What is located between these two dramatic expressions of honor-status reversal—between verses 1–7 and 11–22? The often-quoted verses about salvation by grace through faith:
For by grace you have been saved through faith. And this is not your own doing; it is the gift of God, not a result of works, so that no one may boast (Eph 2:8–9).
This “salvation verse” sits at the intersection of vertical and horizontal dimensions of honor-status reversal. The vertical dimension refers to a person’s relationship with God. The horizontal dimension refers to the Gentiles’ relationship with God’s people. The drama inherent in these dimensions of honor-status reversal—along with the liberation that this brought spiritually, emotionally and socially —is the context for “salvation by grace through faith.”
Timothy Tennent writes: “The New Testament celebrates a salvific transformation that has both vertical and horizontal dimensions.

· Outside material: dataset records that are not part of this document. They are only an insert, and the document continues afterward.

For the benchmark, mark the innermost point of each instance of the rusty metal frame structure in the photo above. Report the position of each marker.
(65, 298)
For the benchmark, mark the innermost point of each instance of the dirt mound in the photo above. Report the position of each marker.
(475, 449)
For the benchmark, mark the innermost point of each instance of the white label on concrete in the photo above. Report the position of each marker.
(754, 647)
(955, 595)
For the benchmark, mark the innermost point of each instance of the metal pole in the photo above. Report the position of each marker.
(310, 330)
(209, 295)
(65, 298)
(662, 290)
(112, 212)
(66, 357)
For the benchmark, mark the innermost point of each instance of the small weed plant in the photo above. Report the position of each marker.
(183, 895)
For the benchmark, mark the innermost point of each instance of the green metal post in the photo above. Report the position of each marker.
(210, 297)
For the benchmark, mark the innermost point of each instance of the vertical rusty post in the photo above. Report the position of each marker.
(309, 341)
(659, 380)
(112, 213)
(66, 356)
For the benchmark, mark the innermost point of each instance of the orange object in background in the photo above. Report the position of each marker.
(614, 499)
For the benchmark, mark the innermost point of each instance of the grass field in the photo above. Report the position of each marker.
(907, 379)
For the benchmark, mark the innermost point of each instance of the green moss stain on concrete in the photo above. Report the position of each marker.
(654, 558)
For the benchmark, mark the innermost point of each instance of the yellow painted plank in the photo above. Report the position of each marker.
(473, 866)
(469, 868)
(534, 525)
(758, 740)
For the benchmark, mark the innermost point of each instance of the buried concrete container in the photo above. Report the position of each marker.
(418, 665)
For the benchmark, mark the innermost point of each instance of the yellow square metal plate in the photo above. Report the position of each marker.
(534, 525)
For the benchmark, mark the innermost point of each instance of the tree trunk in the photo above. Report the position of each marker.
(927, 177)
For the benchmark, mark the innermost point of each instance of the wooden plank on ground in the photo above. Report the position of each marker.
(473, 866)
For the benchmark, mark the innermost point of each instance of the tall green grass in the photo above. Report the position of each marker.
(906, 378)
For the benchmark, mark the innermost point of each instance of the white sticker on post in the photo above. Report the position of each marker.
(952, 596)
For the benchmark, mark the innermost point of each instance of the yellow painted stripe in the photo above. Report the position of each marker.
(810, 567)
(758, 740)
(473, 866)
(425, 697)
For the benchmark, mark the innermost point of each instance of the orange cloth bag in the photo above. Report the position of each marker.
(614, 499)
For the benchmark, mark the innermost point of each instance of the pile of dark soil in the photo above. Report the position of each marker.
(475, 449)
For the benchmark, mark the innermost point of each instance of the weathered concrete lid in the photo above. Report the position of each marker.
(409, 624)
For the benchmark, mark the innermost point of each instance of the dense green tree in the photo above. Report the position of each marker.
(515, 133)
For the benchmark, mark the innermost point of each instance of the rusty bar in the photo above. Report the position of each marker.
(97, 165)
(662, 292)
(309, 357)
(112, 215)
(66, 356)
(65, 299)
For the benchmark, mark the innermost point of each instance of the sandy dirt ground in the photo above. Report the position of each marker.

Personal salvation in the New Testament is inextricably linked to becoming a part of the new humanity of Ephesians 2:15.”1 As salvation is vertical because sin is personal, so also is salvation horizontal because sin is corporate. According to Hiebert: “There is both personal and corporate sin and personal and corporate dimensions to God’s redemption.”2
We’ll look at Ephesians 2:11–22 in our next post. Whereas verses 1–7 reveal the vertical, personal honor-status reversal of believers, verses 11–22 reveal the horizontal, social honor-status reversal of believers.
1. Timothy C. Tennent: Invitation to World Missions: A Trinitarian Missiology for the Twenty-first Century (Grand Rapids, MI: Kregel, 2010), 62.
2. Paul Hiebert, “The Gospel in Human Contexts: Changing Perceptions of Contextualization” in Ed Stetzer & David Hesselgrave, Eds., MissionShift: Global Mission Issues in the Third Millennium (B&H Publishing, 2010. Kindle Edition), 99.